Not sure why the protagonist was a grown-up Dennis the Menace[nb]UK version, obviously.[/nb] or what Marc Warren was doing in a blink-and-you'll-miss-it cameo rather than a bigger role. Secret backer? Mate of Alan Moore's? Add it to the mysteries.

Yeah, I loved show pieces and this was disappointingly nowhere near as good.

Noodle Lizard

I finally got around to watching this, and then tracked down Show Pieces as a chaser.

SPOILERS


Erm ... I liked it, overall. It's not bad at all, but as someone else pointed out, it feels nowhere near as substantial as you'd expect from a writer like Moore. Now I think of it, a lot of Moore's graphic novels feature similar divergences into kind of irrelevant subplots that never really go anywhere, but I think it's more forgivable in that format. Perhaps because something like From Hell would take an average person a week or so to read with plenty of breathing room to reflect on it all, whereas in a two hour film designed to be watched in one sitting, you really do want everything to feel purposeful.

It might have been less of an issue if some of those sort of tangential sequences were really interesting in and of themselves, but bits like the singer who dresses like Hitler felt like something that would've been scrapped from Nathan Barley. Conversely, I really liked the Voodoo drug dealer, felt like there was something good in there, but then it was just gone for the rest of the film. Same with the flatmates; very well-observed characters (especially the stand-up, of whom I've met about a dozen) who were there for a lot of it but ultimately served no purpose. I didn't really like the kid detectives thing, felt like something out of a not-very-good sketch show. I'd also argue that having that kind of surrealism in the "waking" parts of the film made the eventual depiction of the "dream world" far less effective.

Moore himself was fantastic, I thought. It really surprised me how good that scene was, and I wish there had been more of that character (although they were probably wise not to let him outstay his welcome). Tom Burke was solid as the protagonist, but the reveal of him being Dennis The Menace was ... I dunno. I can't draw any interesting parallel between his depiction in this and the original character so it felt a bit worthless, which is disappointing given how well Moore has played with pre-existing characters before.

Watching Show Pieces afterwards ... I'm not sure if I would've liked it more if I'd seen it on its own merits, but I found what it was quite dull. Too blatantly Twin Peaksy (you can't use abundant red curtains in a "weird lounge" and get away with it), and the final bit where he's being tortured by Mr.
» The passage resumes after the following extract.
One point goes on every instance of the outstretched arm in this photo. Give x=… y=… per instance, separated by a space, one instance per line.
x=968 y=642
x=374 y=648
Jolly went on forever. A couple of nice little moments or ideas in there, but ultimately a bit embarrassing and student filmy.

Them's my takes. I might change them. I wouldn't be opposed to seeing more from this universe, but I get the impression that it hadn't all been properly thought through.

Mister Six

I was mildly astonished to learn that the cast from this aren't all amateurs. I think it shows how important a good director is to getting quality performances out of some people. It was only Moxie from Auf Wiedersehen Pet who really sold it. Well, and Alan Moore, but Moore had the advantage of understanding the exact tone of the thing, whereas the cast all seemed to be floundering to a greater or lesser extent.